I’m taking some time during a quiet week at work for my EUPATI studies, a on-line training program for patient and family advocates about medicines research and development.
This mornings’s lesson is pharmacovigilance — the complex science of preventing adverse effects toward medication. An important topic about which I know little, but from which we all benefit.
Most of the course content is difficult to understand. I hung on by the skin of my teeth, clicking through screens filled with unfamiliar jargon, acronyms, regulations and concepts, wondering whether I’ll pass the impending assessment.
Every now and then I wondered how this knowledge will lead to better health and healthcare. How will learning about regulatory authorities and risk assessments help me make a difference? What is the point of this?
On the page about public hearings, I was offered a possible answer: because it builds trust.

It’s true. Even if I don’t remember any of the details of these complex process that exist to ensure the safety of medicines, simply becoming aware that they exist has increased my trust in medicine. In the people working in these processes. And even my trust in the healthcare system.
We talk about patient education and partnership as an enabler of better outcomes, of innovation and democracy. Yet we rarely mention it as enabler of trust.
Maybe we should, since it feels as though trust is in short supply these days. I suspect that by increasing trust, we increase our willingness to listen , our willingness to take advice and even our willingness to continue to pay taxes to support these systems. Maybe it’s possible to achieve good outcomes, rich innovation and a thriving democracy without trust, but I doubt it.
Along with striving to improve things like quality and safety in our organizations, our systems and our society, what would it look if we aimed to improve trust and trustworthiness?

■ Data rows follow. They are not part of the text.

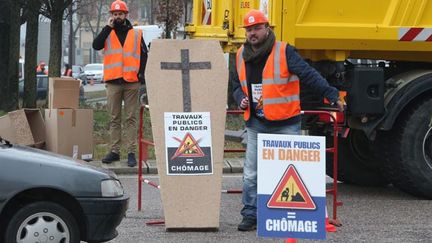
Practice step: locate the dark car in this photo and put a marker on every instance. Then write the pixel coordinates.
(46, 197)
(42, 88)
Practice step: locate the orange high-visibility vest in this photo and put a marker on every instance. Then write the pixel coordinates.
(280, 88)
(122, 61)
(39, 69)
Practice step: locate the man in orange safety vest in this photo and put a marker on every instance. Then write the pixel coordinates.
(267, 88)
(125, 57)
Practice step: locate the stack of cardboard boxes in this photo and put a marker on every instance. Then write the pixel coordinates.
(67, 129)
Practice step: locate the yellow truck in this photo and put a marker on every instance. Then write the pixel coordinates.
(379, 52)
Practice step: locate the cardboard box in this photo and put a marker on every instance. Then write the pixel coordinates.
(25, 127)
(70, 132)
(63, 93)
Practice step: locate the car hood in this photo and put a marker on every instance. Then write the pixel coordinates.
(93, 72)
(30, 155)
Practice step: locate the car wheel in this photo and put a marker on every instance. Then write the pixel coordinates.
(42, 222)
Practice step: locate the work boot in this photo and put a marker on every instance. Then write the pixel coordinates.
(247, 224)
(111, 157)
(131, 160)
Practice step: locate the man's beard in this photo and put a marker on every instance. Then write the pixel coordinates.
(118, 22)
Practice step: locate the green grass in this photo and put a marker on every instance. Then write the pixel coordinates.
(101, 134)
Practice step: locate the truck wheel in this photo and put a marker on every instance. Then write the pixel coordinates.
(409, 153)
(42, 222)
(356, 162)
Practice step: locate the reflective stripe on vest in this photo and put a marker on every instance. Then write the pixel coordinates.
(122, 61)
(280, 88)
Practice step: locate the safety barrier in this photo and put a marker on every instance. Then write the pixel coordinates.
(144, 145)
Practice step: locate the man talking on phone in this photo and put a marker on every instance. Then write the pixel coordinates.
(125, 58)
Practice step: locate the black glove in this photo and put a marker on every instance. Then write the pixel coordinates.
(143, 94)
(141, 79)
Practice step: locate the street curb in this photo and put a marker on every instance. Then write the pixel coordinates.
(229, 166)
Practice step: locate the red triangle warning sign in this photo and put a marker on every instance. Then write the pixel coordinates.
(291, 192)
(188, 147)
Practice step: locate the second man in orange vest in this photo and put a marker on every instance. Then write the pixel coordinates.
(125, 58)
(267, 88)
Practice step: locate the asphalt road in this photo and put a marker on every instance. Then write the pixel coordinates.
(368, 215)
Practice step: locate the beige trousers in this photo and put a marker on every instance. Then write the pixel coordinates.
(116, 94)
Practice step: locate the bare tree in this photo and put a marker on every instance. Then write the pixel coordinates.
(9, 50)
(31, 17)
(168, 14)
(92, 16)
(54, 10)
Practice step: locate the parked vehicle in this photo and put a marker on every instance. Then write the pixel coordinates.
(150, 32)
(94, 72)
(46, 197)
(78, 73)
(389, 102)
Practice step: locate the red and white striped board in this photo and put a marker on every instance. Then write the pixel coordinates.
(415, 34)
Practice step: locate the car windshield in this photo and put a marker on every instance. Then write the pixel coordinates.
(93, 67)
(75, 69)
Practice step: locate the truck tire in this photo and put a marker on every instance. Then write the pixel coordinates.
(357, 163)
(409, 151)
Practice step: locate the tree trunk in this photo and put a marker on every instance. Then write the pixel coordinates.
(4, 49)
(71, 54)
(30, 84)
(167, 22)
(9, 49)
(56, 39)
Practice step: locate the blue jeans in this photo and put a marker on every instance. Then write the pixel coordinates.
(250, 164)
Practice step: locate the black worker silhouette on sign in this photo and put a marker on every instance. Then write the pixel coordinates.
(285, 194)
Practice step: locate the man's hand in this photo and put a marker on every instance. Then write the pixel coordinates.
(340, 105)
(244, 103)
(143, 95)
(111, 22)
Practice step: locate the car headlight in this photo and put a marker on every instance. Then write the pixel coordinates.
(111, 188)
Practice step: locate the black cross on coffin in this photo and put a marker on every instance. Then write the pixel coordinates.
(185, 66)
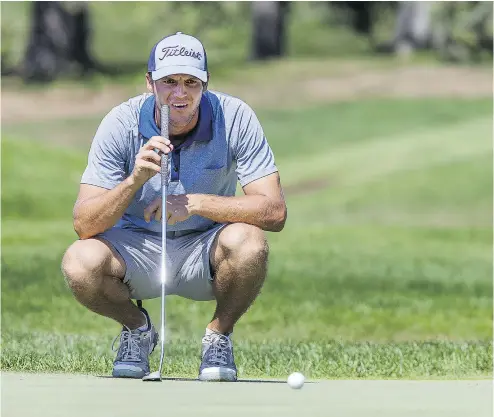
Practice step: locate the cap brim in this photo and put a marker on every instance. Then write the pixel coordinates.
(179, 69)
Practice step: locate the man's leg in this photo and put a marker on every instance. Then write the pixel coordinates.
(94, 272)
(239, 257)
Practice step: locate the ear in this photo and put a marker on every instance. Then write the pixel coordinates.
(149, 82)
(205, 84)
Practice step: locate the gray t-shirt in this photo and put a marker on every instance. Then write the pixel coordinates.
(227, 145)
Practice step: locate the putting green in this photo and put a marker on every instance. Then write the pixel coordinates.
(62, 395)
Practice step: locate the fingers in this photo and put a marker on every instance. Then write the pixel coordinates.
(160, 143)
(157, 216)
(149, 210)
(152, 166)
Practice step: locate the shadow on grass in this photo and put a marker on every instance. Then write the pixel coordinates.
(257, 381)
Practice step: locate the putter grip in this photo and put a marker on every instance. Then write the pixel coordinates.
(165, 159)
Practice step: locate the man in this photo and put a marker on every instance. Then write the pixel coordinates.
(216, 246)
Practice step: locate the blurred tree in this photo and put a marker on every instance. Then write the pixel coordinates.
(58, 40)
(413, 26)
(268, 34)
(462, 31)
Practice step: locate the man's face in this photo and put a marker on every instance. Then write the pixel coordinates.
(182, 93)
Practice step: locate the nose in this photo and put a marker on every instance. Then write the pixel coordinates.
(179, 90)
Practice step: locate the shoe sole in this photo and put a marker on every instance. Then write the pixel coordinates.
(128, 371)
(218, 375)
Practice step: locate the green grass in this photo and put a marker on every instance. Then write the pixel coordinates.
(384, 272)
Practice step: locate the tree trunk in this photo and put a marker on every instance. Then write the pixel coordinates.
(58, 40)
(268, 18)
(413, 24)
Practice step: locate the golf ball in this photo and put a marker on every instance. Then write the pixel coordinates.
(296, 380)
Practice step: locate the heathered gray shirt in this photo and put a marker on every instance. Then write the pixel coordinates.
(227, 145)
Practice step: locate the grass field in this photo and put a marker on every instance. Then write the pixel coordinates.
(384, 269)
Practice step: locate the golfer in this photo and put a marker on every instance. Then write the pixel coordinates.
(216, 244)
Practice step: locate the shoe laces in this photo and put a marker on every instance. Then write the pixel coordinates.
(129, 342)
(218, 348)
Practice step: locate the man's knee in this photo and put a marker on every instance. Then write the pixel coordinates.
(244, 242)
(84, 264)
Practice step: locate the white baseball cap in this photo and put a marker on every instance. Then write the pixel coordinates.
(178, 54)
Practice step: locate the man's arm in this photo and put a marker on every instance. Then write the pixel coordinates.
(97, 209)
(263, 205)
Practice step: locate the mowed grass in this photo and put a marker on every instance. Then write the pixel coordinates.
(384, 268)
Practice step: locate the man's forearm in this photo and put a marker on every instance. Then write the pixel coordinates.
(97, 214)
(258, 210)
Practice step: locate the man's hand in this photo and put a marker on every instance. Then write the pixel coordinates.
(148, 161)
(178, 209)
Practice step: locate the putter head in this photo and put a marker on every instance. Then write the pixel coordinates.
(153, 376)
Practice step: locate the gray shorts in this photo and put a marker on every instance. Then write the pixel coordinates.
(187, 259)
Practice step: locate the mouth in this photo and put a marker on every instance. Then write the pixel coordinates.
(179, 106)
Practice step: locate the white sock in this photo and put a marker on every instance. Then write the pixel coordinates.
(210, 332)
(144, 327)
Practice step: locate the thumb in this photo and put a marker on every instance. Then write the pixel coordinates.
(151, 209)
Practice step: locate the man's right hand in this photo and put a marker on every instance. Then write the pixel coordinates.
(148, 161)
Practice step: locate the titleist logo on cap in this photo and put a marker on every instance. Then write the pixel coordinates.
(179, 51)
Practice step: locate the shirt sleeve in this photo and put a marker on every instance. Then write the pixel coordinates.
(254, 156)
(108, 154)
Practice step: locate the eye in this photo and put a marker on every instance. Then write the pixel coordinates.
(191, 82)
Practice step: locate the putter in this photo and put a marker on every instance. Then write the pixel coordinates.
(165, 114)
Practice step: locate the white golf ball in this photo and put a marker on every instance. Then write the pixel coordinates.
(296, 380)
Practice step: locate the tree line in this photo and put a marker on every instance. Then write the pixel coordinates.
(60, 32)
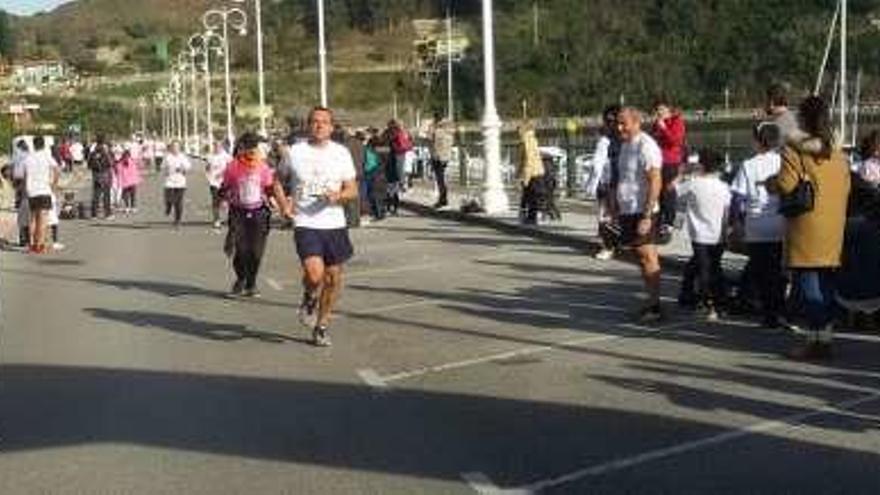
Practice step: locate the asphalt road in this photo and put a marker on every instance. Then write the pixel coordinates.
(464, 361)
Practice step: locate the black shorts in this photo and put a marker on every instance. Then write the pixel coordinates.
(629, 230)
(38, 203)
(333, 246)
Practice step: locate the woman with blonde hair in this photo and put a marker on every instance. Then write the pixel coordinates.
(530, 174)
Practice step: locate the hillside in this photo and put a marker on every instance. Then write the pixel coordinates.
(585, 54)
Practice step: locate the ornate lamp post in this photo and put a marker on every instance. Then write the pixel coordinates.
(494, 198)
(261, 82)
(322, 54)
(222, 19)
(204, 45)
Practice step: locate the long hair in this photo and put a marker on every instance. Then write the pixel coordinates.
(869, 145)
(816, 121)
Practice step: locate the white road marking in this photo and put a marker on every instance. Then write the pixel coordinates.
(428, 266)
(481, 483)
(525, 351)
(686, 447)
(371, 378)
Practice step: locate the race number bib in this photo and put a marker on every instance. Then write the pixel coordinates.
(251, 192)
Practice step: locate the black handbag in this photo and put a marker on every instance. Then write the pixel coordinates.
(801, 199)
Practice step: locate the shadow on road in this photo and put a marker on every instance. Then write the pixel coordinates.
(415, 433)
(189, 326)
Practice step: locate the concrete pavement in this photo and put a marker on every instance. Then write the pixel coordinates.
(465, 360)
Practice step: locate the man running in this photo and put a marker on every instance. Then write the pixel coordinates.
(637, 197)
(323, 179)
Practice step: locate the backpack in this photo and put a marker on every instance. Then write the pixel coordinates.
(401, 142)
(99, 160)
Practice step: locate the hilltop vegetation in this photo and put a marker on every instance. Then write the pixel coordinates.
(588, 52)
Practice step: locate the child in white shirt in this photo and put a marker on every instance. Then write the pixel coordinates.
(706, 199)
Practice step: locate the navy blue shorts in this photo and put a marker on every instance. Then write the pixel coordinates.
(333, 246)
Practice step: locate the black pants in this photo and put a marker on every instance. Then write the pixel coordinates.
(250, 229)
(216, 200)
(101, 195)
(174, 203)
(532, 200)
(375, 197)
(767, 276)
(439, 169)
(704, 270)
(129, 197)
(668, 197)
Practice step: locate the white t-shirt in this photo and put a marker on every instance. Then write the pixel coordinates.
(216, 167)
(18, 157)
(314, 171)
(77, 152)
(763, 221)
(38, 170)
(707, 200)
(600, 163)
(176, 165)
(637, 157)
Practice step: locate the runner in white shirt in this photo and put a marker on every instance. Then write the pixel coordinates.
(214, 169)
(637, 195)
(322, 179)
(77, 153)
(175, 166)
(764, 227)
(41, 178)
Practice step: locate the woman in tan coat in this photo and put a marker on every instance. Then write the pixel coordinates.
(814, 240)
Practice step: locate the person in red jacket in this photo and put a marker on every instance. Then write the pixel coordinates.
(669, 132)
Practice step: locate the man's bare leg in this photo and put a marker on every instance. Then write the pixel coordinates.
(649, 262)
(330, 293)
(313, 278)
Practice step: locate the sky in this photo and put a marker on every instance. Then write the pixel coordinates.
(28, 7)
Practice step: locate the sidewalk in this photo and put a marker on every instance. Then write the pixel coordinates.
(577, 229)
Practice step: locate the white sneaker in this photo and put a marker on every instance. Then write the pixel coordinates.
(605, 255)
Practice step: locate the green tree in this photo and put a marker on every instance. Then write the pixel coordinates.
(7, 37)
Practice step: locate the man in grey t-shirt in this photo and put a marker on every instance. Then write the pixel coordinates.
(636, 196)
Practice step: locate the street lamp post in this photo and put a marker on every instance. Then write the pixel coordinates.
(322, 54)
(261, 82)
(193, 92)
(202, 44)
(223, 19)
(142, 104)
(494, 198)
(176, 104)
(183, 66)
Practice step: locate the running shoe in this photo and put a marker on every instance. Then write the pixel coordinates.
(605, 255)
(237, 289)
(320, 338)
(650, 314)
(308, 310)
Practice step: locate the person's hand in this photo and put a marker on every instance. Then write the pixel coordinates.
(644, 227)
(333, 197)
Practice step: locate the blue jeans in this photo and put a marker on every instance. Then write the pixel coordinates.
(816, 289)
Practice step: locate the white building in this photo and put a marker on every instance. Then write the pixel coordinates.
(38, 74)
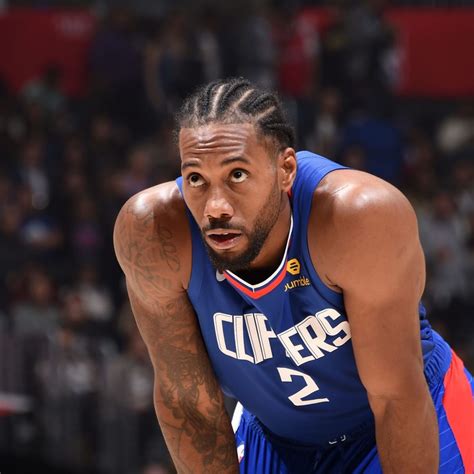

I agree. Building trust requires structures of accountability. Your article resonates with me because of a church I just left, or maybe am just stepping aside from temporarily. I haven’t decided the final outcome yet. My main complaint was the way misinformation was mishandled. Churches, like all institutions, are imperfect and in all my 67 years in church, I’ve never expected perfection. But when I tried to find new ways of building better accountability and a process for nipping gossip/misinformation in the bud (because it hurts people!), the leadership at my small church just ran in the other direction. I’m still considering what might “build trust” so I could go back to my community of imperfect people like me.